“Three Faiths, One God: Judaism, Christianity, Islam,” released in November 2005, compares the differences and similarities in beliefs and practices of the Abrahamic faith communities such as the ritual of fasting as well as historical conflicts between the faiths.
Many scenes, shot in the greater Washington area, feature prominent local scholars, theologians, and religious leaders. Among those featured in the program slain Wall Street Journal reporter Daniel Pearl’s father Judea Pearl who is interviewing American University professor and “Islam Under Siege” author Akbar Ahmed; volunteers with the Chicago-based Interfaith Youth Core; Imam Yahya Hendi, Muslim chaplain at Georgetown University; as well as the Rt. Rev. John Bryson Chane, the former Episcopal bishop of the Diocese of Washington and former chairman of Howard University’s African Studies Department Sulayman Nyang.

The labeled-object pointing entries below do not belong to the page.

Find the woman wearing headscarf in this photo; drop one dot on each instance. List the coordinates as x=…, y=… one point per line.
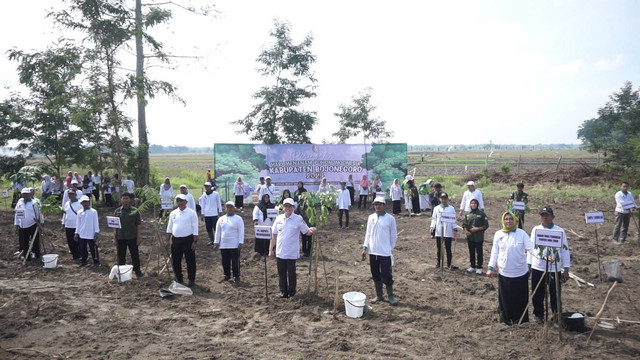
x=396, y=196
x=509, y=255
x=260, y=219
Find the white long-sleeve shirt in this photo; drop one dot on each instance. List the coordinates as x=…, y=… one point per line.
x=70, y=216
x=622, y=200
x=539, y=261
x=183, y=223
x=465, y=204
x=229, y=232
x=343, y=201
x=87, y=224
x=509, y=253
x=381, y=234
x=210, y=204
x=437, y=224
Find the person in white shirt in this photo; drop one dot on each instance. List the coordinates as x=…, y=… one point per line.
x=229, y=239
x=343, y=202
x=441, y=229
x=544, y=259
x=87, y=229
x=26, y=219
x=625, y=203
x=191, y=202
x=285, y=232
x=509, y=255
x=211, y=207
x=260, y=218
x=379, y=241
x=471, y=193
x=69, y=223
x=182, y=230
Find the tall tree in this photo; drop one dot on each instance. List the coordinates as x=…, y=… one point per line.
x=616, y=130
x=356, y=119
x=277, y=118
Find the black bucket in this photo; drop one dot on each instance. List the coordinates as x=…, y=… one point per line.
x=573, y=323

Filmmakers Gerald Krell, Meyer Odze and Adam Krell of Auteur Productions produced the film because in their lives “we have come to the conclusion that if we are to build cultures of peace in the world, interreligious understanding is prerequisite to that vision. If religious conflicts of the past are to be avoided in the future, religious pluralism and serious interfaith conversations are essential to the global community. And so the core message of all our interfaith films is that pluralism is critical to human survival.”